From Greek Katherine to the storm that changed a name
Katrina is a German and Scandinavian contracted form of Katharina, itself derived from the Greek Aikaterine — a name whose etymology has been debated for centuries. The most widely accepted root connects it to the Greek katharos (pure, clean), giving Katherine and all its variants the meaning "pure." Katrina entered English usage largely through Germanic and Scandinavian immigration, and it carried a breezy, European freshness when American parents began choosing it in large numbers through the 1970s and 1980s.
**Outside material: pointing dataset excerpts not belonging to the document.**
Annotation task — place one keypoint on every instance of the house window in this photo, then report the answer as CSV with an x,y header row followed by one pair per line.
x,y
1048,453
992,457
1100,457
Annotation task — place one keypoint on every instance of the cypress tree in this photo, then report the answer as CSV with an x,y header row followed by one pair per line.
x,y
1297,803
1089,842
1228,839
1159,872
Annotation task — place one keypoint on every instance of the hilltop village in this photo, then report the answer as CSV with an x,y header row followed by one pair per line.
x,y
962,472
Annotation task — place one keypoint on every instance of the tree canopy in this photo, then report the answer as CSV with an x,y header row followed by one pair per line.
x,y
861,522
It sat near its peak in 1981, when it ranked in the US Top 200. The Greek names page gives fuller context for this naming family.
The shadow of 2005
Hurricane Katrina, which struck the Gulf Coast in August 2005 and caused catastrophic destruction, created an unmistakable cultural association that affected the name's usage numbers sharply. SSA data shows a decline in new Katrinas registering in the years immediately following the disaster — a phenomenon well-documented by naming researchers as the "Hurricane effect." The name has never fully shed that association for American parents who lived through the event. This doesn't make Katrina a bad name; it makes it a name with genuine cultural weight, the kind of name that carries real historical memory rather than floating above it.
Who chooses Katrina today
Parents choosing Katrina today tend to fall into a few groups: families with German or Scandinavian heritage reclaiming a traditional spelling, parents who love the name's clean elegance and find the hurricane association sufficiently receded, and parents outside the United States for whom the 2005 storm has little personal significance. The name pairs beautifully with short surnames and ages gracefully — Katrina is as plausible at sixty as it is at six. Nicknames Kat and Trina offer two very different registers. Related names worth comparing include Katerina, Katarina, and Katerine.